Стенающий колодец - страница 3

Шрифт
Интервал


В триллере исследуется напряженность человека, сделавшего ставку на добро, пусть эта ставка и невелика. Проблема в том, что выигрыш героя не до конца предрешен. Но все же ставка, которую персонифицирует, например, страшный артефакт, приносящий разрушение в мир и вместе с тем позволяющий герою противостать этому разрушению, уже сделана. Внимание к артефакту со стороны «охотника» не менее существенно, чем умение «воина» думать о началах и концах эпохи или умение «паломника» внимать началам и концам собственного пути.
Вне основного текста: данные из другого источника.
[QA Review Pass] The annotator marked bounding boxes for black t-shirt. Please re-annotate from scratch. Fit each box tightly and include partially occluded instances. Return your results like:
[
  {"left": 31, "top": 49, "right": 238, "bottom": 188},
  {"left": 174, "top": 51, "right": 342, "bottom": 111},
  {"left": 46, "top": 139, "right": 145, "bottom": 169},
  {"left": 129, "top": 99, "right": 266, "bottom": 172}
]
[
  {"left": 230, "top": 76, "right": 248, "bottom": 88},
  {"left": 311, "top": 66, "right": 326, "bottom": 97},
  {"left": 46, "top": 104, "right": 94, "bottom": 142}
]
Джеймс был университетским преподавателем и администратором, которого мы без затей назвали бы «кабинетным ученым», не будь его кабинет раскрыт навстречу новым впечатлениям и новым функциям привычных вещей. По сути, на материале привычной английской жизни, в том числе и кампусной жизни Кембриджа, он делал то, чем потом гордились сюрреалисты, в чьих текстах зонтик встречался со швейной машинкой, а телефон оказывался лобстером. Правда, сюрреалисты, показывая ограничения привычных понятий, не способных выразить суть события, решали вопросы языка: они противопоставили затертое словами бытие и событие открытое новому моральному действию. В то же время для Джеймса бытие вовсе не было чем-то затертым или банальным, напротив, именно оно создавало ритм появления ужаса и ритм его преодоления. Бытие, согласно английскому писателю, это хронометр, точно отмеряющий ужас, и нужно лишь научиться правильно им пользоваться, чтобы ужасов в нашей жизни стало меньше.

Джеймс много интересовался как древней историей, так и современной техникой; даже не то чтобы интересовался, он легко ориентировался в том и другом. До самой своей смерти в 1936 году он сочинял рассказы, потому что видел в этом деле продолжение самого духа английской литературы, «заточенной» собирать семью вокруг книги, собирать разных людей вокруг любых отпечатанных листов, и рассказывать, как близок мир мертвых миру живых. Да, мертвые рядом, но именно поэтому людям надо уметь жить вместе и совместно узнавать, когда же именно мертвые приходят к нам, узнавать, чтобы правильным способом взывать к жизни и суметь пробудить себя в самый подходящий для пробуждения момент.

Читатель, конечно, знает о традиции рождественского рассказа: этот рассказ часто пугает, но в конце концов близость в нем побеждает любую даль. Все оказываются рядом: и волхвы с пастухами, и дети со взрослыми и бабушками и дедушками. Эта близость может быть трагична, но история о ней не звучит горестно. Новаторство Джеймса – в психологии, а не в самих сюжетах, хотя как творец сюжетов он был изобретателен, как никто. Обычно в рождественском рассказе мы легко понимаем мотивации персонажей, например, диккенсовского Скруджа, – и когда он был закоренелым скрягой, и когда он раскаялся и преобразился. У Джеймса мы скорее догадываемся, например, о том, какой испуг для героя был поворотным, а какой – только сопровождал «главный» испуг, заставляя героя немного задуматься и глубже почувствовать ситуацию.